Importance sampling of finite path of stochastic difference equation

152 Views Asked by At

Before passing to question, let me briefly recap what's importance sampling of random variables is about. Suppose $\xi$ is a real-valued random variable with density $f$, and let $g:\Bbb R\to \Bbb R$ be some function. The task is to use Monte-Carlo to compute the integral $$ \mathsf E[g(\xi)] = \int_\Bbb R g(x)f(x)\mathrm dx \approx \frac1N\sum_{i=1}^N g(\xi^i) $$ where $\xi^i$ are iid random variable distributed as $\xi$. Since the approximation error may have a big variance, the idea of the importance sampling is to change a density of $\xi$ to some $\hat f$ and use that $$ \int_\Bbb R g(x)f(x)\mathrm dx = \int_\Bbb R g(x)w(x)\hat f(x)\mathrm dx $$ where the weighting function is given by the fraction $w = f/\hat f$. As a result, $$ \mathsf E[g(\xi)] = \mathsf E[g(\hat \xi)w(\hat \xi)] \approx \frac1N\sum_{i=1}^N g(\hat\xi^i)w(\hat\xi^i) $$ where $\hat\xi^i$ are iid with densities $\hat f$. Then one runs the optimization problem to find the best choice of $\hat f$, that is the one which minimizes the variance.

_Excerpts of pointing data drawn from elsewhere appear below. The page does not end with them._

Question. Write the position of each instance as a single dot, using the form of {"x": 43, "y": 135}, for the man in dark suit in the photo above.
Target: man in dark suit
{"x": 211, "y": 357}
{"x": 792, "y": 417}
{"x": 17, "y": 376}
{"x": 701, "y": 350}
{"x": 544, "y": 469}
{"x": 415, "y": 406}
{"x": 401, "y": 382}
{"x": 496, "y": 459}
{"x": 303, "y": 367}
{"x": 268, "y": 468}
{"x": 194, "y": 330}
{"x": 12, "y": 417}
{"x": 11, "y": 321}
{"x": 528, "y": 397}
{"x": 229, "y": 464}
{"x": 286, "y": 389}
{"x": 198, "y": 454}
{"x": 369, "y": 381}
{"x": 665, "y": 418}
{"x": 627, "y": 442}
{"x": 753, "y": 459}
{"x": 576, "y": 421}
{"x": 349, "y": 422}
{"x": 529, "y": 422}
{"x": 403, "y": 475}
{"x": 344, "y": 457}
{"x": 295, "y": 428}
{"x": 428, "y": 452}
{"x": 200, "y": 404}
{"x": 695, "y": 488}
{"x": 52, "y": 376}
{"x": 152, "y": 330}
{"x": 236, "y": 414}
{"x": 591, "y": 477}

In my case I have a similar problem. Let us consider a discrete-time stochastic process $X$ with a state space $E$, given by the stochastic difference equation of the form $$ X_{k+1} = r(X_k,\eta_k), \quad X(0) = x\in E, \tag{1} $$ where $\eta_k$ is a sequence of iid real-valued random variables with some density $h$, and $r$ is a jointly measurable function. Let $\mathsf P$ be the induced probability measure on $E^{n+1}$ and let $A$ be measurable subset of $E^{n+1}$. I am interested in using importance sampling to evaluate $\mathsf P(A)$.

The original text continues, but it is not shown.